Consolare, minimizzare. “Ma no, macché triste, sei solo stanco!”. “Sì, lo so che ti manca il Vietnam, ma ora sei qui con noi, vedrai che ti passa presto”. Consolare senza ascoltare in maniera adeguata fa sentire l’altro totalmente incompreso. Piuttosto meglio ascoltare in silenzio.

Cambiare argomento. “ora non è il momento”. Talvolta si è di fretta, o si è stanchi, e può capitare di cambiare argomento senza rendersi conto che così facendo si rischia di perdere attimi preziosi che potrebbero non capitare così spesso. Un atteggiamento di questo genere può far passare la voglia di confidarsi e fa sentire non capiti.

Indagare, inquisire. Insistere con le domande per comprendere cosa è successo in classe col compagno, o quale è stato il motivo della lite, magari conclusa, col fratello, fa sentire sotto interrogatorio e rischia di far chiudere a riccio e di far passare la voglia di raccontare. Dobbiamo tener presente che non è sempre necessario sapere tutto e che spesso i ragazzi hanno la capacità di risolvere certe questioni in modo anche migliore di noi, soprattutto se noi genitori non ci mettiamo di mezzo.

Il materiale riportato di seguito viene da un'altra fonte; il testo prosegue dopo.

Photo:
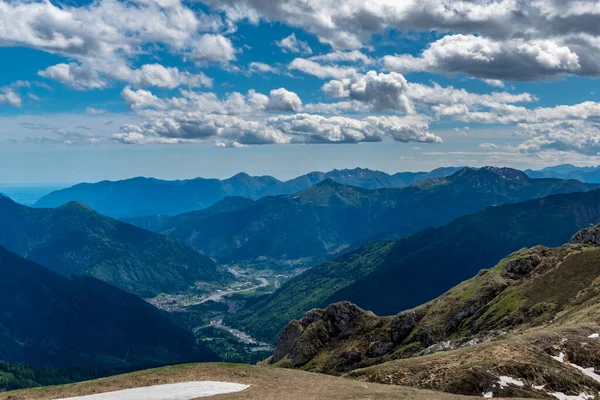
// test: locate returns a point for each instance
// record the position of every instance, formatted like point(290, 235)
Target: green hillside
point(388, 277)
point(75, 240)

Inoltre, si corre il rischio di apparire invadenti e far passare la voglia di confidarsi.

Tenere presenti questi atteggiamenti, facili da mettere in atto ma inefficaci dal punto di visa comunicativo, può essere un buon primo passo per imparare a relazionarsi in modo più adeguato e incisivo.
Certo, compito non facile quello del genitore adottivo, che comporta equilibrio e sensibilità, stabilità e comprensione e una solida armonia all’interno della coppia, che deve potersi confrontare, dialogare, mantenendo la compattezza, la solidità e il desiderio di stare insieme, di volerci essere, un’altra volta, l’uno per l’altra.
La coppia, infatti, deve essere solida.”

T.Gordon, Insegnanti efficaci, Giunti, 1991.